A paper on Competitive Balance by Jonathan Michie and Christine Oughton has prompted considerable discussion in the better British press. The paper is good at what it does: it documents that competitive balance has worsened in the last 15-20 years in top flight English football, discusses the factors contributing to this result, and potential remedies. The paper addresses a real problem in a sensible way. Its weakness is that it fails to analyze what I view as the root cause of the problem: the increasing scale of competition, and the need to abandon the concept of the domestic-only league. It simply assumes that a European Super League is something that must be avoided by policy. I agree that the stability of the English League is adversely affected by the increasingly unbalanced nature of the competition, but I doubt seriously whether they can return to the days of old.

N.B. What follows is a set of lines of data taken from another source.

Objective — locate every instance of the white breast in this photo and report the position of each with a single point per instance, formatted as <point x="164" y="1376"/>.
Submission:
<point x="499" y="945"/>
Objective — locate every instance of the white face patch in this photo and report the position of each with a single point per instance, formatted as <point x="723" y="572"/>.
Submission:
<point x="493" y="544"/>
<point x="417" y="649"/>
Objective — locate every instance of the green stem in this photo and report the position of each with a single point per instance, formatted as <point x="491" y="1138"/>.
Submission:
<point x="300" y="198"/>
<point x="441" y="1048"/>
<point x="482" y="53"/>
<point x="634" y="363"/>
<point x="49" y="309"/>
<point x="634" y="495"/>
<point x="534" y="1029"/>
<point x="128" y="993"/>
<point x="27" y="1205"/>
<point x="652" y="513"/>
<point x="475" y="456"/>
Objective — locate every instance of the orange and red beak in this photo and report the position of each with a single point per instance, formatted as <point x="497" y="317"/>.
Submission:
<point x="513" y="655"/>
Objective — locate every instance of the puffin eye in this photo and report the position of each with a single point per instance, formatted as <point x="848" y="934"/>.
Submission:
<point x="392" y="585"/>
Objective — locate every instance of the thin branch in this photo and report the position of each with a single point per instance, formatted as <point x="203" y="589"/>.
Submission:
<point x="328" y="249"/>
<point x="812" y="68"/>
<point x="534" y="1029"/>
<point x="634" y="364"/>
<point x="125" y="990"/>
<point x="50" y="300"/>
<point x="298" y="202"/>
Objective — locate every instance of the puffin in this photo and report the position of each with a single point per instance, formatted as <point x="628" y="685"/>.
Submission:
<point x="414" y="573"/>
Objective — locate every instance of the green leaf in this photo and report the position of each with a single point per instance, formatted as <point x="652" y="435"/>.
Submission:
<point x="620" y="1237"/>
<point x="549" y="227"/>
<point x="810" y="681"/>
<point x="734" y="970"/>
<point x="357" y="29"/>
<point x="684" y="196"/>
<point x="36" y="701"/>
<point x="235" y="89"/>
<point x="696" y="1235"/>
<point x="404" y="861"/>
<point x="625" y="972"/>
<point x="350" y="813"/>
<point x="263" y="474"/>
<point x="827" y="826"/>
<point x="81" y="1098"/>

The decrease in balance is real, and may be a factor in declining attendance at Premier League Games. Patrick Barclay discusses this, and the proposed remedy of more equal sharing of new media revenues in Saturday's Telegraph. This proposed remedy is actually quite modest, and amounts to shifting the scale of revenue sharing a bit more towards the NFL. Currently, much of the media revenue is split according to the position where a team finishes the season, which provides an incentive to compete, but also concentrates the wealth among the wealthier clubs.
Michie and Oughton use several measures of balance; one of the simplest is the percent of the total points earned by the top 5 clubs each year. This percentage has been increasing since the mid-1980s:
Michie and Oughton's paper can be obtained here (45 pages, pdf). The work of US scholars such as Depkin, Fort, Humphreys, Zimbalist and others that have been mentioned here are referenced. Again, though I have a different view of the problem (see the post below), it is certainly a paper that anyone seeking to be knowledgeable on the topic should read.